April 2, 2007

Boston Globe: Toddler Breastfeeders In "Closet," Not "Cult"

So moms who continue to breastfeed their kids are not "earth mother stereotypes"; they just teach at Wellesley.

They're "not a cult," says Dr. Ruth Lawrence, who chairs the AAP's breastfeeding section and wrote their "nurse for a year, at least" recommendation. But they do seem to cluster together discreetly, if not exactly in secret. [All the kids at the 5-year-old's weaning party had bellied up to the bra for several years themselves.]

The one dad in the article seems fine with it, though why he'd feel the need to ask the Best Buy guy's opinion on the matter is a little unclear:

Rest says she was very private about nursing because she sensed that even her husband, Dan Balter, was a little squeamish. If that's true, Balter says, he's over it now. Last week, when they were at a computer store, Rest disappeared to a corner to discreetly nurse 2 1/2-year-old Joachim. Balter didn't think twice about dragging the salesman over so they could ask her opinion. "He didn't bat an eyelash, and neither did I," Balter says.

The only issue, really, about breastfeeding toddlers is that some people get freaked out by it, "because the breast has become so highly sexualized."

Which is awkward, since this is usually where we put the picture of that earth mother whose name, I'm pretty sure, means "mountains where the milk is as plentiful as snow" in Tibetan.

umas_bosomas.jpg
Supply and Demand [boston.com via dt reader sara]

5 Comments

Great article IMO- and encouraging for my wife. Our son is only 9mo.s but she still gets little "how long are you planning on nursing comments" from my 1970's Mom (and others) who did not nurse, and fed us only foods that were thoroughly frozen, dried, processed or synthetic, heheh. He's never gotten sick yet though, so it (the nursing)would seem to be working as advertised. Plus as the article said, as a working Mom, it's a nice morning and evening bonding time for them.

"5-year-old's weaning party" - scariest phrase in the english language.
And before I get mau-mau'ed, I was breast fed, but thankfully my Mom didn't have to visit me in my first grade classroom to do it.

Nary a nuturer on staff at wellesley when i was there... oh i see, she's just a _visiting_ professor. the tenured ones would never stand for such soft-heartedness.

I nursed my daughter for about 18 months, until I had to leave her for an extended period of time to go overseas. My sister (who weaned her two daughters at 6 weeks and 11 months, respectively) kept asking whether I'd weaned, even a whole month after I'd departed. One of my personal fears was that dear daughter would continue to associate me with breastfeeding, and want to resume as soon as she saw me again.
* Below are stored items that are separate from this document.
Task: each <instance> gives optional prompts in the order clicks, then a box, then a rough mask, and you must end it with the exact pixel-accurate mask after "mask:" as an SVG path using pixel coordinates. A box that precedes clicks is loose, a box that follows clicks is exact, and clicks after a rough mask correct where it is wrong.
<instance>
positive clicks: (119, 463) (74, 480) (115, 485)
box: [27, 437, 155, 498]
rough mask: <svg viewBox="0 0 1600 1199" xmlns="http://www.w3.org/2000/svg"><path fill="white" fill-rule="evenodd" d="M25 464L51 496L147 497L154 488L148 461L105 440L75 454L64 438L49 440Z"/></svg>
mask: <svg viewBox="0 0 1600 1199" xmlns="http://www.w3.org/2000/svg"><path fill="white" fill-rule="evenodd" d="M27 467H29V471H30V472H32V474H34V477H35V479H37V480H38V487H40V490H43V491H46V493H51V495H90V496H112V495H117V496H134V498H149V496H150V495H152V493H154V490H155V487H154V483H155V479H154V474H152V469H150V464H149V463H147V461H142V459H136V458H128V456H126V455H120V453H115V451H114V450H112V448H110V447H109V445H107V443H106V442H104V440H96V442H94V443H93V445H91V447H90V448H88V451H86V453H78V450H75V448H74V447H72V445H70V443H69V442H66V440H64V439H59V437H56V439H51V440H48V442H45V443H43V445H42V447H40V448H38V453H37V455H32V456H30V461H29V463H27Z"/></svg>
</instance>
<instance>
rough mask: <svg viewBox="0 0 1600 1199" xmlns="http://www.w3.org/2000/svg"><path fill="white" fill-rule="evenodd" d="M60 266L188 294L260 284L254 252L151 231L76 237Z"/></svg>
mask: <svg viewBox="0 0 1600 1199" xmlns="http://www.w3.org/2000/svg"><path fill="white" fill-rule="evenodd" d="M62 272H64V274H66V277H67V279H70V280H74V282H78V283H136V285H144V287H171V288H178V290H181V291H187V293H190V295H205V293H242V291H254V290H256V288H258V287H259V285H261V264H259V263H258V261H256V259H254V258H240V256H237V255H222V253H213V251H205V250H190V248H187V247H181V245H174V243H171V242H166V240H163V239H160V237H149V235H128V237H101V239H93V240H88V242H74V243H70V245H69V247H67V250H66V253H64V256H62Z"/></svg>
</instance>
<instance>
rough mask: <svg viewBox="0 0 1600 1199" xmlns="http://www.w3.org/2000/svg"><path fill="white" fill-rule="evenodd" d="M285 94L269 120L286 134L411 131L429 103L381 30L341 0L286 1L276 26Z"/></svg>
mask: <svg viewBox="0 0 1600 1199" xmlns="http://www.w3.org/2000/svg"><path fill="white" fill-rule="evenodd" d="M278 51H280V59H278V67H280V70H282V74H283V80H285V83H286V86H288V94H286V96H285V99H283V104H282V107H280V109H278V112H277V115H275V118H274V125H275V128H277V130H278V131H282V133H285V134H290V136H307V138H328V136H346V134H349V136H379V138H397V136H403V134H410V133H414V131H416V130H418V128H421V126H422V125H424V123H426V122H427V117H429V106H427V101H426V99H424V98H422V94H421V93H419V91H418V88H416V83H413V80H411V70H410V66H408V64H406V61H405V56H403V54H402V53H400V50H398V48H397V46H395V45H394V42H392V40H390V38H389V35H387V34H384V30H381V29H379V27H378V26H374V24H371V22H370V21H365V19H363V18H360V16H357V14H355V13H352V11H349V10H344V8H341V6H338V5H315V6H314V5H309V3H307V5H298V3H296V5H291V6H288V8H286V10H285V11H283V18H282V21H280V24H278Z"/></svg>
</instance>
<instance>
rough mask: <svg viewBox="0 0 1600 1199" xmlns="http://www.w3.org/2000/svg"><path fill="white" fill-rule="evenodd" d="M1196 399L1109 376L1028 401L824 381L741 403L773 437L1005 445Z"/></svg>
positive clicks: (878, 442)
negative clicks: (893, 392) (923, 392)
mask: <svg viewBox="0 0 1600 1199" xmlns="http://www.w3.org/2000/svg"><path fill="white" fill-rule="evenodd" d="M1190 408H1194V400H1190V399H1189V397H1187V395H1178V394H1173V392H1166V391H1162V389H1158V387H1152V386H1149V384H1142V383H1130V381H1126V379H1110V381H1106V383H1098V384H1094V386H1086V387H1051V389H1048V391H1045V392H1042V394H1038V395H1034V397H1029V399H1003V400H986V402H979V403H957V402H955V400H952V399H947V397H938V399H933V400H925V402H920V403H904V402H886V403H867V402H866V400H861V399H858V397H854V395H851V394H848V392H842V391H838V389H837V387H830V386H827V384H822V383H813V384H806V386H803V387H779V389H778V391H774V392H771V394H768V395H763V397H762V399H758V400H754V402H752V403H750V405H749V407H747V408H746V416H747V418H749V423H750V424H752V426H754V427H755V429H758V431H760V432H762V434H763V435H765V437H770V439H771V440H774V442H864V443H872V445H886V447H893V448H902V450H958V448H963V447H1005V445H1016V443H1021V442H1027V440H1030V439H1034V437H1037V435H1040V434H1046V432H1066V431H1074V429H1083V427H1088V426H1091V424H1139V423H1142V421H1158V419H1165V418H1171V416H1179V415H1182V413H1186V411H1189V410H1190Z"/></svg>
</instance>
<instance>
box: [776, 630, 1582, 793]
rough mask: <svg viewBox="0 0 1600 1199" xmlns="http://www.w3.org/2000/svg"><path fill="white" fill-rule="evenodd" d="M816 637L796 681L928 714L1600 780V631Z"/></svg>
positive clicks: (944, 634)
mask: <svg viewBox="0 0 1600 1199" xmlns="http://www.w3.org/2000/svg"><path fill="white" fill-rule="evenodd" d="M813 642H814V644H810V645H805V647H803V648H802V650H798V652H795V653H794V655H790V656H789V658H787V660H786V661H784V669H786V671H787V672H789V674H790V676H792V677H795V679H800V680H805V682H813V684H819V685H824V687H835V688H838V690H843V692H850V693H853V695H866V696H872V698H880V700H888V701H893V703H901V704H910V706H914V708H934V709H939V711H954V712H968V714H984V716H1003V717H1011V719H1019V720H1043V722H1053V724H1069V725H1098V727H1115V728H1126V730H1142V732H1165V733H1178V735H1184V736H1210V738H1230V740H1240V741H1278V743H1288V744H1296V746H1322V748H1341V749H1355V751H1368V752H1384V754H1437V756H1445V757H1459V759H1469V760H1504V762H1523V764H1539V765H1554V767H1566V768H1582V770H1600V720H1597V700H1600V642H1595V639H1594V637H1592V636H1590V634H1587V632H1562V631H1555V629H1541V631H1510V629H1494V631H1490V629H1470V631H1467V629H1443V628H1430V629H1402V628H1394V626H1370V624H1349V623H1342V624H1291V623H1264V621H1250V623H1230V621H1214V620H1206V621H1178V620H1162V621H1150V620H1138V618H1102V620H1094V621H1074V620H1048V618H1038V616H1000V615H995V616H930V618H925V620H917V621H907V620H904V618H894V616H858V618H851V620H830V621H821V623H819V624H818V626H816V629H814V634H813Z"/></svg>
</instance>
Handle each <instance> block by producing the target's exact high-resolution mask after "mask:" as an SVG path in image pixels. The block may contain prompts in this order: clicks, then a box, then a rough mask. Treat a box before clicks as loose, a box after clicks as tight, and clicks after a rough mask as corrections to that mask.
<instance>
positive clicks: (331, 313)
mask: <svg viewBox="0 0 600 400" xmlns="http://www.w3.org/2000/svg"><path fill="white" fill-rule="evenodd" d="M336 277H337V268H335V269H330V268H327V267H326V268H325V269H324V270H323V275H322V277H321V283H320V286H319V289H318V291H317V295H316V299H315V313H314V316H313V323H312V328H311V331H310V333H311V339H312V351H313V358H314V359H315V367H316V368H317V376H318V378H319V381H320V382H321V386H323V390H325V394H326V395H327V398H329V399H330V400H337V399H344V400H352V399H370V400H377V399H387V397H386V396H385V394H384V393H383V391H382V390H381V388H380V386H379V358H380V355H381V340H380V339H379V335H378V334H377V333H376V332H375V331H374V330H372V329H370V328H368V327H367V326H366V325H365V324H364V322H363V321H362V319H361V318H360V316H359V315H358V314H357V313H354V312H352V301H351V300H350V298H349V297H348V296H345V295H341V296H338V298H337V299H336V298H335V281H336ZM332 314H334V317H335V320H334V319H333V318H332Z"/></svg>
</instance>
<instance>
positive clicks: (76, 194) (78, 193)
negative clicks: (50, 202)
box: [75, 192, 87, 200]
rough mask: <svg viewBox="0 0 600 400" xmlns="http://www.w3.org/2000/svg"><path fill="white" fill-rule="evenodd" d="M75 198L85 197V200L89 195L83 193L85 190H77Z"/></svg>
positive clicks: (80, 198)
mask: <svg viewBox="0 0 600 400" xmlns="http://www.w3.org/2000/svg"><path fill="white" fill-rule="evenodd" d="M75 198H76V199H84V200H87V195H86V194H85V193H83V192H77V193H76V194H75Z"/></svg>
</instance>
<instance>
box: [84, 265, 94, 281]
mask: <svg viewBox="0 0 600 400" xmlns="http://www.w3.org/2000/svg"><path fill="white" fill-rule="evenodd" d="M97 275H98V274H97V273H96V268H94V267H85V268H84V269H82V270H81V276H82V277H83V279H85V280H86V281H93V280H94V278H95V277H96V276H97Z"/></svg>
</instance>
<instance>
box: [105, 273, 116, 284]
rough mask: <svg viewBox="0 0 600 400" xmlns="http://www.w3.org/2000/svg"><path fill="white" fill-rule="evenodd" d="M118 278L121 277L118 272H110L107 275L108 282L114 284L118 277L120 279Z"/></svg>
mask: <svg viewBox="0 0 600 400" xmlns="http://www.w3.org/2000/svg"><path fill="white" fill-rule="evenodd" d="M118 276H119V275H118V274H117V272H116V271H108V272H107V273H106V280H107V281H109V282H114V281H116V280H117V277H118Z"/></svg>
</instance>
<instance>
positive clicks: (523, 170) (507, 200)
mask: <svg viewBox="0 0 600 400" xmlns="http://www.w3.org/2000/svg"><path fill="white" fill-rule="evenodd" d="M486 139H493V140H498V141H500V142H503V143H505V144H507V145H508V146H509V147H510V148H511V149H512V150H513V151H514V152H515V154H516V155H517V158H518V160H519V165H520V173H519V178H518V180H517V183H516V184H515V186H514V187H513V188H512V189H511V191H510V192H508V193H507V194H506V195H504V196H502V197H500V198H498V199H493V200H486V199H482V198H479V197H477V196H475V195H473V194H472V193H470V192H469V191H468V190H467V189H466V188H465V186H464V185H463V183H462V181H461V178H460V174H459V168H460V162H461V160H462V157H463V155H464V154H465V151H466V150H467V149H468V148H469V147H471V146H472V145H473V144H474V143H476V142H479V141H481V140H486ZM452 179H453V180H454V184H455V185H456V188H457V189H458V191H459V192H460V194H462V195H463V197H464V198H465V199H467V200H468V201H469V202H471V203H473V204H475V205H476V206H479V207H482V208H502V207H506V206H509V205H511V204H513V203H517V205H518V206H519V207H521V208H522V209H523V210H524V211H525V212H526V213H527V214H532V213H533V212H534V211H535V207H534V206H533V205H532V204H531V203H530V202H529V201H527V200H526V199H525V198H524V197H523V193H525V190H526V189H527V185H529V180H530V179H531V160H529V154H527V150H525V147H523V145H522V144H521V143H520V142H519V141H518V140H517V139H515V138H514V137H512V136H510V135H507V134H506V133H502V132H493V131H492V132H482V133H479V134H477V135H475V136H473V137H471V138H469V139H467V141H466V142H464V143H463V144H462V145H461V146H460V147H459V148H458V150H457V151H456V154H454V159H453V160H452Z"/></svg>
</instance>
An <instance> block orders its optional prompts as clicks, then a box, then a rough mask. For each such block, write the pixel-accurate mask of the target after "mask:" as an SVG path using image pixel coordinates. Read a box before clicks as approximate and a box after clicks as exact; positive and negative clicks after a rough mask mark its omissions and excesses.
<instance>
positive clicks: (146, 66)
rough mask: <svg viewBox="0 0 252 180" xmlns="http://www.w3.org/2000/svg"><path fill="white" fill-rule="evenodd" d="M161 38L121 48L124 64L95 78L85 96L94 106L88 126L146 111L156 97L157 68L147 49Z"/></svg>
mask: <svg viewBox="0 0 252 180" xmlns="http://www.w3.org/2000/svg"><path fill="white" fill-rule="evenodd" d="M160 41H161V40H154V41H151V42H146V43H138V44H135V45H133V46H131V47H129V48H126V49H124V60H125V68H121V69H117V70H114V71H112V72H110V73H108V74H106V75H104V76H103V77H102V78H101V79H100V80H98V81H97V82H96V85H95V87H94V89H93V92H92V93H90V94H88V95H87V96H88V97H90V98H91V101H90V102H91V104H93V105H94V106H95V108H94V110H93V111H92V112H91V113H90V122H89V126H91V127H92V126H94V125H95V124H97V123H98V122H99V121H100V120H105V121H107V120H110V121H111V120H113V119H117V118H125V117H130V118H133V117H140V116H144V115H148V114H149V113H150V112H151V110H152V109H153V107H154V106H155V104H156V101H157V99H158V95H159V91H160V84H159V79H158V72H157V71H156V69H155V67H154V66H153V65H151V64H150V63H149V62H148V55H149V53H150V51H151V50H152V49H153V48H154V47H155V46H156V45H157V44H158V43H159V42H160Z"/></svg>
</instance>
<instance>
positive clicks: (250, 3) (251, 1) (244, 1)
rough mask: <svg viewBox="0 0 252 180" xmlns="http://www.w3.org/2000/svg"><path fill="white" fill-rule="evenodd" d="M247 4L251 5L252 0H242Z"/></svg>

Thankfully that didn't play out when I saw her again six weeks later. While my supply hadn't completely gone, it was well on its way. The only time she expressed a desire to nurse, it was when she was cold after her bath (nursing always warmed her up after bathtime). The desire was fleeting, and at 20 months, I am relieved (but also a little saddened) that she is fully weaned.

I still wonder if it hadn't been for such circumstances, how long it would have taken to wean her. She was one of those kids who needed to nurse to sleep at night (not for naps at daycare though). I shared that concern with a friend, who confided that her "dirty little secret" was that she nursed her son to sleep until the age of 3.

I have found in my extended family that nursing when the child is 3+ years-old is really a ritual that's more for the mom and not for the kid. The premise that the child will stop when the child WANTS to stop is always suggested, but that is really invalid when the child doesn't know that he/she has a choice. You can't choose to stop if you don't know that stopping is not an option.